Diğer tahric: Ahmed b. Hanbel, VI, 410; Beyhaki es-Sünenü'1-kübrâ, VII, 391.

 

İzah:

Hz.  Huveyle kocasını şikâyet etmek üzere Rasûl-i Ekrem in yanına gittiği zaman  orada  inen ayet-i  kerimelerin mealleri şöyledir: "Allah kocası hakkında seninle tartışan ve Allah'a şikayette bulunan kadının sözünü işitti. Allah sîzin konuşmanızı işitir. Çünkü Allah işitendir, görendir. Sizden kadınlarına zihar edenler, bilmelidirler ki o kadınlar, onların anaları değillerdir. Onlann analan, ancak kendilerini doğuran kadınlardır. Onlar çirkin ve yalan olan bir söz söylüyorlar.

 

(Geçmişte böyle birşey yapmış olanları ve tevbe edenleri Allah affeder) şüphesiz Allah affedici, bağışlayıcıdır. Kadınlarına zihar edip sonra söyle­diklerinden dönenler kanlarıyla temas etmeden önce bir köleyi hürriyete kavuştursunlar. Size öğütlenen (hüküm) budur. Allah yaptıklarınızı haber almaktadır. Buna imkân bulamayan temaslarından önce aralıksız olarak iki ay oruç tutsun buna da gücü yetmeyen altmış fakiri doyursun. Bu (açıklama) Allah'a ve Rasulüne inanmanız içindir. Bunlar Allah'ın sınırla­rıdır, (bunları kabul etmeyen) kâfirler için acı bir azab vardır."[Mücadele 1,4]

 

Bu hadis-i şerifte karısına ziharda bulunup da azat edecek bir köle bulamayan bir kimsenin keffâret olarak aralıksız olarak iki ay oruç tut­ması gerektiği ifade bu vurulmak tadır. Binaenaleyh bu durumda olan bir kimsenin aralıksız olarak tuttuğu bu oruçlar iki ayı bulmadan Ramazan ayı girecek olursa, Ramazan ayından sonra yeniden aralıksız olarak altmış gün oruç tutması gerekir. Çünkü sıhhati yerinde ve mukim olan bir kimse­nin Ramazan ayında tuttuğu oruç hangi niyyetle tutulursa tutulsun Rama­zan orucundan sayılır.
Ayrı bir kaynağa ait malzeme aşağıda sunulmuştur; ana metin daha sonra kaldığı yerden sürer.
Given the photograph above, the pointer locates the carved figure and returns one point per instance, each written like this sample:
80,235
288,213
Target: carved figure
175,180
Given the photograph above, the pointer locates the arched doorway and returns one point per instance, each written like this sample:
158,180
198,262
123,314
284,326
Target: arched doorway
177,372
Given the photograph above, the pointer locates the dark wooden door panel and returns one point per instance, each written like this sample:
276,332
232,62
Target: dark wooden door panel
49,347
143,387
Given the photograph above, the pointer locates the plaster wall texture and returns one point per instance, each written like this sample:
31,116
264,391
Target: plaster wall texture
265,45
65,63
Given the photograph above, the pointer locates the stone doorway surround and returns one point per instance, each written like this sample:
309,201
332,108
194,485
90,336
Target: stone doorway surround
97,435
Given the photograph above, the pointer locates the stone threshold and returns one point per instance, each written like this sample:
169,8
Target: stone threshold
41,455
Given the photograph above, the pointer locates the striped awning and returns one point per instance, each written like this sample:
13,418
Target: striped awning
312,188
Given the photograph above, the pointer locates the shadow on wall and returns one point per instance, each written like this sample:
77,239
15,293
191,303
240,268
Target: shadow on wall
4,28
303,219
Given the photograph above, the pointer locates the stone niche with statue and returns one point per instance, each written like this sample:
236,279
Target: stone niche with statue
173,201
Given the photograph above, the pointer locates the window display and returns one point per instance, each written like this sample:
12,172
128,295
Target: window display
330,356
Fakat hasta ya da yolcu.olan bir kimsenin imam Ebu Hanife'ye göre başka bir farz veya vâcib oruç tutması caizdir. İmam Malik ile İmam Ebû Yusuf ve Muhammed'e göre ise, Ramazan ayında yolcularla hastaların tuttuğu oruçlar da hangi niyyetle tutulursa tutulsun yine de Ramazan orucundan sayılırlar. Binaenaleyh Ramazan'da keffâret orucu tutulamaz. Araya oruç tutmak yasak olan bir günün girmesi de aralıksız olma şartını ihlâl edeceğinden keffâret orucunun edasına engel teşkil eder zihar yapan bir kimse eğer iki aylık orucu devam ederken unu­tarak veya kasden zihar yaptığı hanımıyla cinsi münâsebette bulunursa, imam Ebu Hanife ile İmam Muhammed'e göre orucuna yeniden başlar. İmam Ebu Yusuf'a göre ise, geceleyin hanımıyla münasebette bulunması keffâret orucunun edasına engel teşkil etmediği gibi gündüzün unutarak münâsebette bulunması da bir engel teşkil etmez. Zihar yapan kimsenin orucuna ara vermesi halinde altmış gün oruç tutmak üzere yeniden oruca başlaması gerektiği görüşünde üçü de ittifak etmişlerdir. "Bir arak hurma 2216 numaralı hadiste ifade edildiği gibi Ebu Seleme'ye göre 15'sa'dır. Mevzumuzu teşkil eden hadis-i şerîfte beyan edildiği üzere Yahya b. Adem'e göre "bir arak" altmış sa'dır. Fakat Yahya'nın bu rivayeti münkerdir. Ebu Seleme'den gelen münker bir rivayete göre de bir arak 30 sa'dır.[bk. 2215 numaralı hadis.] Bunlar içerisinde en sahih rivayet bir arakm 15 sa olduğunu ifade eden rivayettir. Bilindiği gibi kesirlere bakılmazsa bir ırak.sa'ı 1040 örfî dirhem o da 3,333 kg. ve 1040 şer'î dirhem 2,917 kg. eder.

 

Her ne kadar musannif Ebû Dâvud Hz. Huveyle'nin kocasının zihar keffâretini ondan habersiz olarak ödediğini ifâde ediyorsa da diğer riva­yetlerden anlaşıldığı üzere Hz. Huveyle'nin bu keffârete yardımcı olmak istediğini söylediği sırada kocasının da orada bulunması Hz. Huveyle'nin bu keffâreti kocasının izniyle ödediğini ortaya koymaktadır.